Business Development Manager, Matthew Smith, on gamifying selling - fun ways to motivate your front of house team, increasing team morale and sales.

When it comes to encouraging your front of house team buy-in to sales targets, there’s no better way to do it than by gamifying selling. Before joining HGEM, I worked as a GM at a few large restaurants, including Browns, Ha Ha Bar & Grill and Jamie’s Italian. I found that introducing an element of fun made everybody’s shift more enjoyable and led to a big bump in sales.

Gamifying my team’s sales targets delivered significantly better results than straightforward goals, too. It also helped to improve the team dynamic and counter the ‘here we go again’ challenge of front of house staff motivation.

At HGEM, our research tells us that customers are adept at picking up on the atmosphere in a restaurant, hotel or bar. A team that has fun together is more fun to be around, and having an extra layer of social collaboration, or lighthearted competition, creates a more coherent, engaged team. As a result, there’s a knock-on benefit to guest experience.

The game I found most effective was menu-bingo. On a large piece of paper, we created 12 boxes with a variety of different food and drink items on. These sometimes included dishes created with ingredients the kitchen was overstocked in; highly perishable foods (salads, for example), specials, Irish coffees, or high value items such as Champagne. I would decide on what went into the boxes based on the time of year, and the particular food or drink that was at risk of wastage that day.

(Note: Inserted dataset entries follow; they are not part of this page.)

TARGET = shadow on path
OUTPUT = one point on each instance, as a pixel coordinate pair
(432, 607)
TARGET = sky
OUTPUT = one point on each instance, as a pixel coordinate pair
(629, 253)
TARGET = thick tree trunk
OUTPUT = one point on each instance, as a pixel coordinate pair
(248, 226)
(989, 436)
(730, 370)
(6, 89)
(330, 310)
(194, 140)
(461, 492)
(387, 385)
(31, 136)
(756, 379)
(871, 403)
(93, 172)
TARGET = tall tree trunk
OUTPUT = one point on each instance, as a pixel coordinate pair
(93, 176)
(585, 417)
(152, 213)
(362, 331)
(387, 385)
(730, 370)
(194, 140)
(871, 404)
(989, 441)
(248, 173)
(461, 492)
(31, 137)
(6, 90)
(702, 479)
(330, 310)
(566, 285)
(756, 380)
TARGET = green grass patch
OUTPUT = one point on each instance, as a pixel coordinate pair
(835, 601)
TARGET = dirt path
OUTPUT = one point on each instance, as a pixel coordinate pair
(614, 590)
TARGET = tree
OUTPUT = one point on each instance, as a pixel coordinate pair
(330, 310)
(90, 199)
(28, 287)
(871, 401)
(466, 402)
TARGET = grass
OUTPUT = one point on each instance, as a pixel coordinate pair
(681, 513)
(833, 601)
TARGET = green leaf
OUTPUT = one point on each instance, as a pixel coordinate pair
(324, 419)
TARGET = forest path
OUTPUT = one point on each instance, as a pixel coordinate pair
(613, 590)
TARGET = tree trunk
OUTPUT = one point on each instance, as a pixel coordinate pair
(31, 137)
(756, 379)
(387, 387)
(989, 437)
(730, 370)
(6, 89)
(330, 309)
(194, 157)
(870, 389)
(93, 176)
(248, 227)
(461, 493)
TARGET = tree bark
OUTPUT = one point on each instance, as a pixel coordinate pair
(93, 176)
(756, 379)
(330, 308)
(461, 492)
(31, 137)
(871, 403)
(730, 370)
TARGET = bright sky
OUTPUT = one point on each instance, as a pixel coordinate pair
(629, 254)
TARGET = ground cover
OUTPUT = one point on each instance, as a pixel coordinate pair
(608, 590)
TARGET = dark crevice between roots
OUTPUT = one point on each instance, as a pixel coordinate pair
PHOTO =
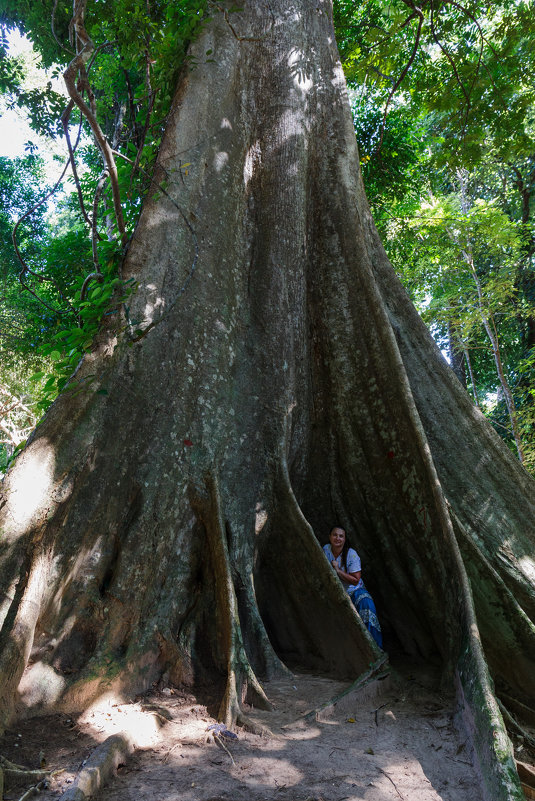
(242, 685)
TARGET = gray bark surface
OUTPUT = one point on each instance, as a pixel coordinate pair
(268, 379)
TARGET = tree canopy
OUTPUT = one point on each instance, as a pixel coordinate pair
(246, 379)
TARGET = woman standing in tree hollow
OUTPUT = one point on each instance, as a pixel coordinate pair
(346, 562)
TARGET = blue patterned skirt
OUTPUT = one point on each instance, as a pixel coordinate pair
(365, 606)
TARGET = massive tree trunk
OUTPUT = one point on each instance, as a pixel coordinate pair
(268, 378)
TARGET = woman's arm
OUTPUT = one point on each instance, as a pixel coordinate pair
(349, 578)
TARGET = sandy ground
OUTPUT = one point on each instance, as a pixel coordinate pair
(398, 740)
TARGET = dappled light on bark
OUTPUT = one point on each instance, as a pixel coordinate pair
(226, 428)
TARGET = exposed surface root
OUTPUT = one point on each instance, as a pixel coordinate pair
(242, 683)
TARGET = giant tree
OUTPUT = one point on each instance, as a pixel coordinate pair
(268, 377)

Once drawn-up, I would print off a copy of this sheet and give it to the whole team. The idea was to try to tick off every item before anyone else did, to get a ‘full house’ and win a prize. The incentive was usually a bottle of wine, which cost next to nothing to give, but the whole thing made the shift feel more fun. Sometimes, everyone who completed the sheet earnt a free drink at the end of a shift.

Another good upselling game that worked well when I was working in bars was ‘hold the note’ – this worked especially well when there was a particular high volume item on promotion that we needed to sell more of, a particular beer for example. Every time a team member sells an Corona, say, they take possession of a ten pound note. The person holding the note at the end of the shift gets to keep it.

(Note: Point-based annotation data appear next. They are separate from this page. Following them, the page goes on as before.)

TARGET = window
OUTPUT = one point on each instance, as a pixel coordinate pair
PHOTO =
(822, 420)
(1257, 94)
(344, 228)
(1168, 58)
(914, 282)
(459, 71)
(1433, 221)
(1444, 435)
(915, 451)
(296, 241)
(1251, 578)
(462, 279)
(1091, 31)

Even tedious but necessary chores such as deep cleaning the cellar were made more fun by turning them into more of a game. I used to hide drinks tokens in hard to clean places, to ensure that a team member in charge of cleaning had done a thorough job, and add an element of incentive. I tended to tuck tokens underneath barrels and in dark corners.

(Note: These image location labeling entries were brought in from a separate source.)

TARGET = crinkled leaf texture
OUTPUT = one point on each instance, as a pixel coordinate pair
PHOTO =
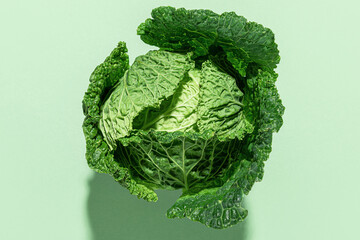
(196, 115)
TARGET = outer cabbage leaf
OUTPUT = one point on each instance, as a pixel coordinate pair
(172, 160)
(222, 207)
(98, 154)
(152, 78)
(199, 30)
(177, 113)
(220, 105)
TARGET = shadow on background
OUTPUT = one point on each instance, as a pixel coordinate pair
(115, 214)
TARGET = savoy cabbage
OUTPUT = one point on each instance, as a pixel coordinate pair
(198, 114)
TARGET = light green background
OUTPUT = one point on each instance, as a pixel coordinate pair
(48, 50)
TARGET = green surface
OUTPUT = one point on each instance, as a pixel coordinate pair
(48, 50)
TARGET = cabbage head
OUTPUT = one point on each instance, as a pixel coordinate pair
(198, 114)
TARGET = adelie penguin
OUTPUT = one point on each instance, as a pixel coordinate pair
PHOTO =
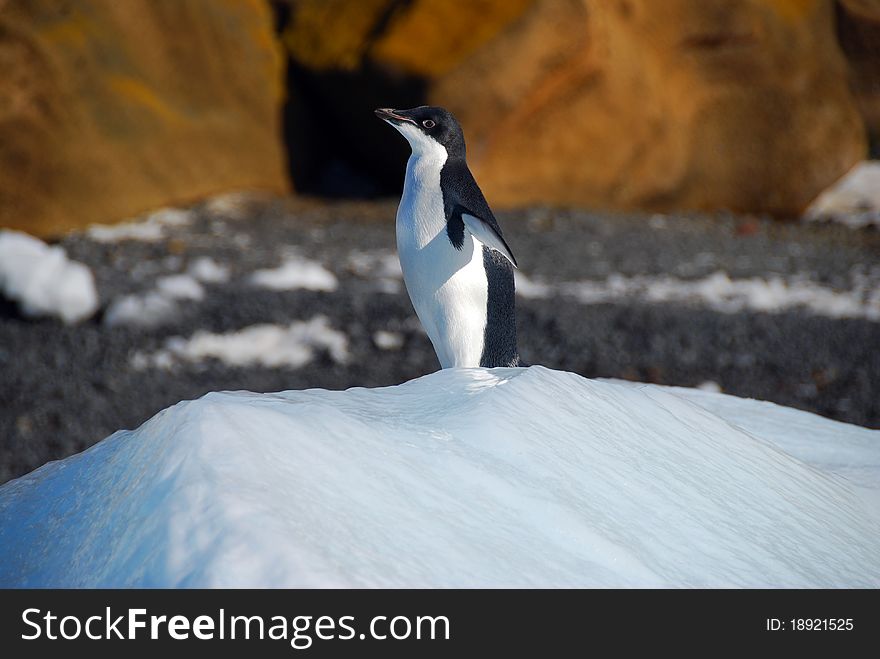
(457, 267)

Games are a great morale booster, particularly in hospitality where the hours are long and the pay is low. Anything that adds an element of fun and an extra incentive will improve team spirit and long term, the bottom line of the company. It’s the little things that help to create a workplace culture with a genuine sense of community – surely the holy grail in a business with an easy-come, easy-go retention problem. When selling feels like fun, everyone wins.